In many ways, it's a story about whose "will" or intentions will hold sway, and how.
It's a story that insists that, at the end, God's will is accomplished. Moreover, this will is accomplished by manipulating other powers and the structures of human society. No matter how corrupt or bent on self-preservation those forces are, God's will nevertheless perseveres.
Luke offers a political drama in which truth and justice are overwhelmed by the will of those who reject Jesus and by the will of a governor bent on exploiting Jesus for political gain.
But Pilate cannot fully control the venue that he is supposedly empowered to control. When the story is done, neither the imperial machinery nor the temple establishment are the agents who ultimately manage (or thwart) justice, at least not in Jesus' case. Nor, really, are the strangely fickle "people."
And so, Luke also offers a theological drama in which God's will accomplishes itself through the course of human misperception and political maneuvering. In the strange coexistence of these two dramas, Luke declares that God's salvation actualizes itself even within the apparatuses of opposition.
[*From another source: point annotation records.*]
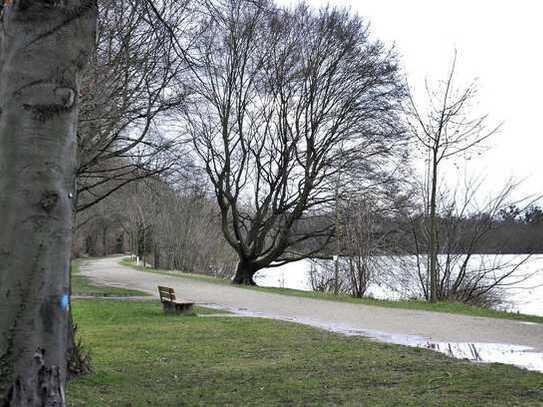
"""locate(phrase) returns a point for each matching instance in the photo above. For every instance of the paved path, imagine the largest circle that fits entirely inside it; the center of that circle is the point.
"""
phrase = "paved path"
(388, 324)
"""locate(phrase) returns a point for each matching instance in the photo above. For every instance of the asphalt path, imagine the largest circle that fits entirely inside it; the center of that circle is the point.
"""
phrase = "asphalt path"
(387, 324)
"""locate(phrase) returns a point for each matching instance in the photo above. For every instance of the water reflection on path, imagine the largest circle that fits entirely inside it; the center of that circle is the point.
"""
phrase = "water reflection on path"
(520, 356)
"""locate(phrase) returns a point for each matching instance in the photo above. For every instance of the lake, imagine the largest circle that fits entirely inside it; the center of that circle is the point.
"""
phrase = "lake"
(525, 297)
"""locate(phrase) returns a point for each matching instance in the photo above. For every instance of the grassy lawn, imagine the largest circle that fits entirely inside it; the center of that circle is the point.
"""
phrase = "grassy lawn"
(143, 357)
(83, 286)
(452, 308)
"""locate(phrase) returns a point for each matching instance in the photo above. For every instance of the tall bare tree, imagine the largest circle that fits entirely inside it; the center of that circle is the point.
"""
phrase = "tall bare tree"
(126, 99)
(445, 127)
(44, 47)
(281, 100)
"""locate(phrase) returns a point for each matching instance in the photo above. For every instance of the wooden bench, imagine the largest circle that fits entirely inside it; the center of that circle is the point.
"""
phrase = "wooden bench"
(172, 304)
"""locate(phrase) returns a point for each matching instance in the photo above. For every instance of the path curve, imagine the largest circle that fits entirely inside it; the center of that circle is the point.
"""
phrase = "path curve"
(379, 322)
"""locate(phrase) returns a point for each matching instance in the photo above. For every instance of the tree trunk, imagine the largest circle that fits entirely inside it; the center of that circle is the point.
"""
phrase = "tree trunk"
(44, 45)
(433, 269)
(245, 273)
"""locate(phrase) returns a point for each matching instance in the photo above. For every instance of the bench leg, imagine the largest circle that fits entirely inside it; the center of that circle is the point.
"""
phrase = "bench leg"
(168, 307)
(183, 309)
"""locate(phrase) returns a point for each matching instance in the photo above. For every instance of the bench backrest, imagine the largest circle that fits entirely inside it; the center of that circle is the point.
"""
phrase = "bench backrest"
(166, 293)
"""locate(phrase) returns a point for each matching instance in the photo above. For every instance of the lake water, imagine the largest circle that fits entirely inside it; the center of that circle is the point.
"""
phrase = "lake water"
(525, 297)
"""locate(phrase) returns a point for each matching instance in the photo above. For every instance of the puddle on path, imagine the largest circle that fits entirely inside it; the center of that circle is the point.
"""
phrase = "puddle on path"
(520, 356)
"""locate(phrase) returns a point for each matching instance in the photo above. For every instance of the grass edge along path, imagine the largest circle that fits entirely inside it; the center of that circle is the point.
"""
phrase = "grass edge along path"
(143, 357)
(83, 286)
(445, 307)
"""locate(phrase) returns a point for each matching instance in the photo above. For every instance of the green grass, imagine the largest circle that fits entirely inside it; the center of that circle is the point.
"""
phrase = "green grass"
(446, 307)
(83, 286)
(143, 357)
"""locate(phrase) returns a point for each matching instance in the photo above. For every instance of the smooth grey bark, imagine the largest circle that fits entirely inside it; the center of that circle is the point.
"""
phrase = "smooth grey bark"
(44, 46)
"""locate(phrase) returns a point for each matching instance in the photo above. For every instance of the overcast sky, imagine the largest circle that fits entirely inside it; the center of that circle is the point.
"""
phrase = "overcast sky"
(500, 43)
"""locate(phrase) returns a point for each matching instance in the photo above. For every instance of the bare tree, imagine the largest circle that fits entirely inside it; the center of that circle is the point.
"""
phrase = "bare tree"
(44, 48)
(464, 223)
(445, 128)
(281, 101)
(124, 134)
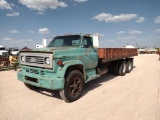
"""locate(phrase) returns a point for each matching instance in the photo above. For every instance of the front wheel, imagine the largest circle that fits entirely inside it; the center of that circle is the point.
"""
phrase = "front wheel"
(31, 87)
(73, 87)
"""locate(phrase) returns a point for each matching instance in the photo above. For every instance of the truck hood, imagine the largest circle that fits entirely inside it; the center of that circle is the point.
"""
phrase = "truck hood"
(49, 49)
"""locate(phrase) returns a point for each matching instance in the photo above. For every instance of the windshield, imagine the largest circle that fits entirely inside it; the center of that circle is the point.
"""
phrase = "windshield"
(65, 41)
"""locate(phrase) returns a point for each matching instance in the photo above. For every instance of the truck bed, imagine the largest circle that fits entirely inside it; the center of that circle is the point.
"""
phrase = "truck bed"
(111, 54)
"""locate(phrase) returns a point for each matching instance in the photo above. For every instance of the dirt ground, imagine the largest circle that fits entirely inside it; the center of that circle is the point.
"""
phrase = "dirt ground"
(135, 96)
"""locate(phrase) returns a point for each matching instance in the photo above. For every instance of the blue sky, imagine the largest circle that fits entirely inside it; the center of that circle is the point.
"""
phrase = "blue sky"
(118, 22)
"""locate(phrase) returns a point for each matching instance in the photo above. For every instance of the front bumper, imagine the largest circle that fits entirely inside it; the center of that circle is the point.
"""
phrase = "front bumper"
(43, 81)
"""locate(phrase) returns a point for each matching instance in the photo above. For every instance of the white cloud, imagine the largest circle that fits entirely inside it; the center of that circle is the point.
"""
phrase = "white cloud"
(120, 32)
(140, 19)
(99, 34)
(111, 40)
(158, 31)
(42, 5)
(7, 39)
(13, 14)
(135, 32)
(14, 31)
(43, 31)
(5, 5)
(30, 31)
(80, 1)
(114, 18)
(157, 19)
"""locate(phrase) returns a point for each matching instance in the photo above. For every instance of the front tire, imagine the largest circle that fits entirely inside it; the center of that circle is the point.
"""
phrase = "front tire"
(31, 87)
(73, 87)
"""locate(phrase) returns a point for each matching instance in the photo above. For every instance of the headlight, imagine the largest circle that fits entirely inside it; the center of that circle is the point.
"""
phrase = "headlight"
(47, 61)
(23, 58)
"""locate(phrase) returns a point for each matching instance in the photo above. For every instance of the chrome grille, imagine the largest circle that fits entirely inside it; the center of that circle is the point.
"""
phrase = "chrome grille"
(36, 59)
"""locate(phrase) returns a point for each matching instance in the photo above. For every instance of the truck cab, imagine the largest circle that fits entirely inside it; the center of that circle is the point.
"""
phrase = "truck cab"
(65, 56)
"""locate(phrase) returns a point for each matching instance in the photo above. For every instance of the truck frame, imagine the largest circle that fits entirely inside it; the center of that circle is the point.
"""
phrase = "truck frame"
(70, 61)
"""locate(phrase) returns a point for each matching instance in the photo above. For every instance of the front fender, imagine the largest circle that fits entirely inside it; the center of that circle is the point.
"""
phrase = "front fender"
(66, 64)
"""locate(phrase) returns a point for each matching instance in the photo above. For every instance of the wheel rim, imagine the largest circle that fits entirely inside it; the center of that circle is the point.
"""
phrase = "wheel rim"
(124, 68)
(129, 66)
(75, 86)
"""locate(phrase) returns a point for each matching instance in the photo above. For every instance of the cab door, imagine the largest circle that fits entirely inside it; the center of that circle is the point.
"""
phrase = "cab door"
(89, 54)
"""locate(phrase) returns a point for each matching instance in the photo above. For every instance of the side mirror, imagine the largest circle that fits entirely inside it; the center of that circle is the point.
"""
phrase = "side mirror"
(95, 41)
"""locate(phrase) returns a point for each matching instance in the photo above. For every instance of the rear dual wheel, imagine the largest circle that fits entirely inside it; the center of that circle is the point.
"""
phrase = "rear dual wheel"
(129, 66)
(122, 68)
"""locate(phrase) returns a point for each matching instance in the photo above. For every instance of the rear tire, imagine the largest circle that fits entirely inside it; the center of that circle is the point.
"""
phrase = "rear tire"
(122, 68)
(73, 87)
(129, 66)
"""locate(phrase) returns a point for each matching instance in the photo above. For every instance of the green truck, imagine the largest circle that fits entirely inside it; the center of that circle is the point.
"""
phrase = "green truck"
(70, 61)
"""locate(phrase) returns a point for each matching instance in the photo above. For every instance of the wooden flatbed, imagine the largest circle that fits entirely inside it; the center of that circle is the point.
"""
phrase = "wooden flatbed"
(111, 54)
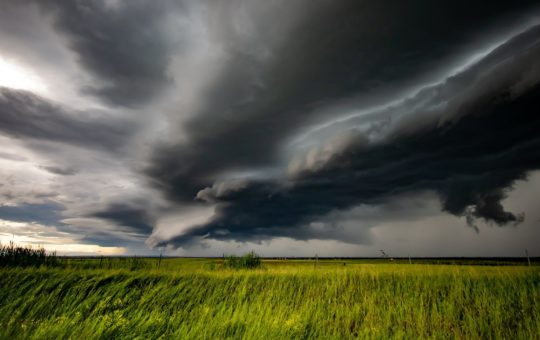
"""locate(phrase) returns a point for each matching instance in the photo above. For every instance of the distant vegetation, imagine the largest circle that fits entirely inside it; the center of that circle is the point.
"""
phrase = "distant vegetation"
(249, 261)
(198, 298)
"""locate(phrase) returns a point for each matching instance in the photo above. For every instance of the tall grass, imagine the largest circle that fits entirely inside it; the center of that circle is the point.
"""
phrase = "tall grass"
(286, 300)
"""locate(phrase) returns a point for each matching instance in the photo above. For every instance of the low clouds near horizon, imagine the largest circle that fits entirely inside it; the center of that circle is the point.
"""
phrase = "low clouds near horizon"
(201, 127)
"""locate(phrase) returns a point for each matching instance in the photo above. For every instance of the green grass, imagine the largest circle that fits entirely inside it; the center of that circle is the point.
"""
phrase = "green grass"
(199, 299)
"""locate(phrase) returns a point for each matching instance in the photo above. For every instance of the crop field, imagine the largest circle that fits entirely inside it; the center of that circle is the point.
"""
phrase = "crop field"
(328, 299)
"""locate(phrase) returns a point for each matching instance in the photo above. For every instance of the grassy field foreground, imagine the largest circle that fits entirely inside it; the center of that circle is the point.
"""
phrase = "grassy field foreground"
(195, 300)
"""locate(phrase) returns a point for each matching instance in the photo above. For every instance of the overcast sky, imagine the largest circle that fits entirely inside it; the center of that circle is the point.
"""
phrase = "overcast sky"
(292, 128)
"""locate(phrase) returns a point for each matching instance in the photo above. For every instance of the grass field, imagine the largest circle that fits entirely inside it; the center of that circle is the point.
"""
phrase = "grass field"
(198, 299)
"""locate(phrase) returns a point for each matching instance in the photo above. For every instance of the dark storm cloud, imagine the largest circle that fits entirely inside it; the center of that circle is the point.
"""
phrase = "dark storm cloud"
(58, 170)
(277, 76)
(124, 47)
(470, 158)
(46, 214)
(27, 116)
(133, 218)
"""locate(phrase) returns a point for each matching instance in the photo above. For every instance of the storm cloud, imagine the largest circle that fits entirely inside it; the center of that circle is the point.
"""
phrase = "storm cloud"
(467, 150)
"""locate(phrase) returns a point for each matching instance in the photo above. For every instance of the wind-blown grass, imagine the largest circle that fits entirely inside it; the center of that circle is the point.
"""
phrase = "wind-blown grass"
(280, 301)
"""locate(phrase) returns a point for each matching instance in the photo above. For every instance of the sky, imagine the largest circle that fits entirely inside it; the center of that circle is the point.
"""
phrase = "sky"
(291, 128)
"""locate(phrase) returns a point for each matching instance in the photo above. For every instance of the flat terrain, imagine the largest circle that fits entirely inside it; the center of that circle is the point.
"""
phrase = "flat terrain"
(198, 299)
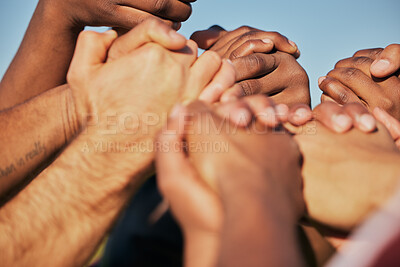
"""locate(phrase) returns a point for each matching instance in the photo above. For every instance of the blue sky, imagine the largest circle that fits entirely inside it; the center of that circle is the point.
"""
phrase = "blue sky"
(325, 31)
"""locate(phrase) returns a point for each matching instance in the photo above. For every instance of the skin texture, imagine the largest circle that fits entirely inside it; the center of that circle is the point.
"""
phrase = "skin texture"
(45, 125)
(49, 50)
(265, 63)
(74, 202)
(348, 165)
(203, 172)
(354, 80)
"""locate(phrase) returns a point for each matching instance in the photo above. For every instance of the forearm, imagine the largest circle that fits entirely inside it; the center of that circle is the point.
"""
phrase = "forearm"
(42, 60)
(257, 232)
(32, 133)
(61, 217)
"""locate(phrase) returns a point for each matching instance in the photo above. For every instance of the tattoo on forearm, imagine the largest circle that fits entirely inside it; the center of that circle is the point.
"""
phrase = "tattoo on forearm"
(22, 161)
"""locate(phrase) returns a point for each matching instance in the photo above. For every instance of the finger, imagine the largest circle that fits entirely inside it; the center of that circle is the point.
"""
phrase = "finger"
(359, 83)
(281, 43)
(222, 81)
(388, 62)
(371, 53)
(264, 109)
(167, 9)
(152, 30)
(207, 38)
(91, 48)
(128, 18)
(237, 112)
(392, 124)
(361, 117)
(326, 98)
(232, 94)
(291, 96)
(340, 93)
(255, 65)
(188, 55)
(251, 47)
(202, 73)
(361, 63)
(333, 117)
(300, 114)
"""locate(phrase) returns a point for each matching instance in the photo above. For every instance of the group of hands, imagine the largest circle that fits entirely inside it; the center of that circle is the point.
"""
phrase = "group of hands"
(247, 78)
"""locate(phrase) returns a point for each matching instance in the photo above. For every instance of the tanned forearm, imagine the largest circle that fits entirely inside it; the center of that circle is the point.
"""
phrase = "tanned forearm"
(32, 133)
(62, 216)
(42, 60)
(256, 232)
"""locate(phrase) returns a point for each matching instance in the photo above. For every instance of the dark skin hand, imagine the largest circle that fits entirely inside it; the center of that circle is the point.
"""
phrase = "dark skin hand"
(265, 63)
(49, 50)
(354, 80)
(252, 183)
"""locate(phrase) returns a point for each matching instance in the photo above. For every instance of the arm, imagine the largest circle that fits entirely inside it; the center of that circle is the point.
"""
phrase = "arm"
(267, 237)
(61, 217)
(42, 60)
(44, 56)
(32, 133)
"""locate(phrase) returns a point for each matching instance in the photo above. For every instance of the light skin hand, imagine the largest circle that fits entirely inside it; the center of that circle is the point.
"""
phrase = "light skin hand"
(45, 124)
(194, 203)
(49, 50)
(348, 165)
(386, 61)
(352, 81)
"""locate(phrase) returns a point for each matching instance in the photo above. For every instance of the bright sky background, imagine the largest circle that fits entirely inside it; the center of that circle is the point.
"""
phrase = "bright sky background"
(325, 31)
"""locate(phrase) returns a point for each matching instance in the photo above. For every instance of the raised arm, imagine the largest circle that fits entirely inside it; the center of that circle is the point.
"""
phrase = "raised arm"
(32, 133)
(43, 58)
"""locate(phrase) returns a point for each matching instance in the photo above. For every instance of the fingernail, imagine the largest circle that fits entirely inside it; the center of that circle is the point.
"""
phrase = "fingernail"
(229, 61)
(176, 110)
(301, 113)
(176, 25)
(381, 65)
(269, 115)
(173, 34)
(341, 122)
(282, 109)
(293, 44)
(242, 116)
(367, 122)
(321, 80)
(267, 41)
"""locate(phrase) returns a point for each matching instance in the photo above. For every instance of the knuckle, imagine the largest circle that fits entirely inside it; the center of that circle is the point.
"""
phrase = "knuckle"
(343, 96)
(386, 103)
(247, 88)
(394, 47)
(254, 62)
(244, 29)
(214, 57)
(350, 73)
(361, 61)
(161, 6)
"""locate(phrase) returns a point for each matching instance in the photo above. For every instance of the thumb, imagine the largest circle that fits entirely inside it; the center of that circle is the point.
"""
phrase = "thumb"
(207, 38)
(389, 122)
(92, 47)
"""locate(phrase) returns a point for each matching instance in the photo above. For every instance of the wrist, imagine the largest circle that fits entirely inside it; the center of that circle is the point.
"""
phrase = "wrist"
(54, 13)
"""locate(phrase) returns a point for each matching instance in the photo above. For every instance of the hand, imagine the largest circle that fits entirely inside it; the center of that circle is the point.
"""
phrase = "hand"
(248, 48)
(340, 174)
(352, 81)
(118, 13)
(390, 123)
(197, 208)
(386, 61)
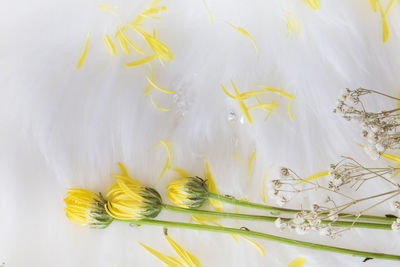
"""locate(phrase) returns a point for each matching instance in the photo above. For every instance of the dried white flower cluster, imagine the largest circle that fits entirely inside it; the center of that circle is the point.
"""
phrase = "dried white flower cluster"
(380, 129)
(306, 221)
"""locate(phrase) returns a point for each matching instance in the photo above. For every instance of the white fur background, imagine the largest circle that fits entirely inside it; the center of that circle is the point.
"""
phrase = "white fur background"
(63, 128)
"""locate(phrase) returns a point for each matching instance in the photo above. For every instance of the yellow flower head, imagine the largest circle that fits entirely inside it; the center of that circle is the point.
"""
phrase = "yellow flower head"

The Passion Narrative, God's Will, and Preaching
Although it is the heart of the Christian story, the passion narrative is not the totality of that story. Luke's account of Jesus' demise compels preachers to consider the passion in light of God's wide-ranging design for the world's salvation.
For Luke, the passion is the pinnacle of the inevitable rejection of God's specially anointed prophet. It is also the route that this Messiah must take toward his eventual glorification.
Jesus' rejection is messy. The participants exhibit behavior that is both familiar and improbable, highlighting the misperception and fear behind it.
By asserting that God accomplished God's design through Jesus' passion, even through the messy power struggles waged among those human beings who brought about Jesus' death, Luke hardly fixes everything or makes the passion palatable.
God cares too much about the work of saving the world to leave it in our hands. Salvation required God's incursion into all aspects of our existence. It still does.